To donate the hospital has set up this website:

https://www.justgiving.com/fundraising/lindseyschristmas

Donations and gift cards can also be sent directly to:

Kathi Exler, Children’s Hospital/Lindsey’s Christmas , 4401 Penn Avenue, Pittsburgh, PA 15224

———-

Lindsey’s dad wrote a stirring and heartfelt tribute at her funeral. It was called “One More Hurdle”:

“The dictionary defines courage as the quality of mind or spirit that enables a person to face difficulty, danger, pain, etc., without fear. I think Lindsey understood this more than anyone I have ever known. Her whole life she faced hurdle after hurdle, and each time arose to the occasion. Her first track coach, Mr. Davis, always told her as she tried running hurdles for the first time to always think of the journey down the track simply as “just one more hurdle.

“Lindsey lived her life with this same attitude and determination. I remember the day she first learned she had cancer almost two years ago. She did not cry, she did not pout, she showed no fear. She simply asked, “What do we do next?” She was ready to face that next hurdle. Initially it was thought she may lose her leg with this surgery but just 60 hours after her surgery she was up walking down the hall and up and down stairs with her brace.
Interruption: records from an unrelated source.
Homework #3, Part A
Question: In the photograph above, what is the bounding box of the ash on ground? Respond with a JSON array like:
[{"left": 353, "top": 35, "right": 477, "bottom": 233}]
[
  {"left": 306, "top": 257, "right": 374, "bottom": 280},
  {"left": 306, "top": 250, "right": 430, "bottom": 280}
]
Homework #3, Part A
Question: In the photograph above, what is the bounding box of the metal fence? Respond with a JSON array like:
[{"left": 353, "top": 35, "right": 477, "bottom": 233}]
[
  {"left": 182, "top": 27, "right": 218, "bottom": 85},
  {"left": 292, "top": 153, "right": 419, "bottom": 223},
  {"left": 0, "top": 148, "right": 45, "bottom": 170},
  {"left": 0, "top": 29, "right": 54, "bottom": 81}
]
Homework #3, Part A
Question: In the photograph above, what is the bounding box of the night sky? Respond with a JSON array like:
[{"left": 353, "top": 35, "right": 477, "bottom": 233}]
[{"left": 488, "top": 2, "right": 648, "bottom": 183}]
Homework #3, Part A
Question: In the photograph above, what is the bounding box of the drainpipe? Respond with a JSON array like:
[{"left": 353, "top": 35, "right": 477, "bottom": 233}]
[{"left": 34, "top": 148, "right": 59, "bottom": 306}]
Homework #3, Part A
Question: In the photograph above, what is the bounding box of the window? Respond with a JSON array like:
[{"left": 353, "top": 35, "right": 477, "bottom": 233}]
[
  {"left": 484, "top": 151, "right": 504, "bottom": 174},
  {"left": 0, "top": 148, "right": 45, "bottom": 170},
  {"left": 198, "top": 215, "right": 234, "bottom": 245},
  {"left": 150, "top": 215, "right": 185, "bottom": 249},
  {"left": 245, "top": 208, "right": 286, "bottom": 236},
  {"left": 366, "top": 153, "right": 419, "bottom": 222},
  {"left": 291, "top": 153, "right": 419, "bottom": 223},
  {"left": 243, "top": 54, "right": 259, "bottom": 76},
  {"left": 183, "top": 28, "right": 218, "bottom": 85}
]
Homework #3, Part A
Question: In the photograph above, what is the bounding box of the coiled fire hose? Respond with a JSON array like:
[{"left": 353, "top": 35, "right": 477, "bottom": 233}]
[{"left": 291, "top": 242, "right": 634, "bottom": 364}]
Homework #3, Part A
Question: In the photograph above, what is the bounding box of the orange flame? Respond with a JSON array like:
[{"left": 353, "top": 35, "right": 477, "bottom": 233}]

She was instantly ready to go over the next hurdle.

“When we got the devastating news after her radiation and physical therapy about the spread of her disease to her lungs, she looked at the journey to New York more as a vacation than the beginning of an even longer and painful journey. Every new treatment, every blood transfusion, every surgery, everything they asked her to do to fight this cancer she did without showing fear.

“She simply took each new setback and attacked it as if it simply was one more hurdle. As the reality that her race with cancer was coming to an end, Lindsey still showed courage beyond what seems to be humanly possible. I think she was at peace and was ready to cross the greatest hurdle of her life as she went from her world of pain to her finish line as she crossed the gates into heaven.

“It is often said that at the end of a rainbow is a treasure waiting for you. But as we all know, to get to that rainbow we much endure the storm. Lindsey’s storm is now over and she is now rejoicing with the greatest treasure we can ever imagine.

“Lindsey you are my hero, my little girl, and I love you. I will miss you each and every day until the time comes that I cross my last hurdle and find you waiting for me at the finish line.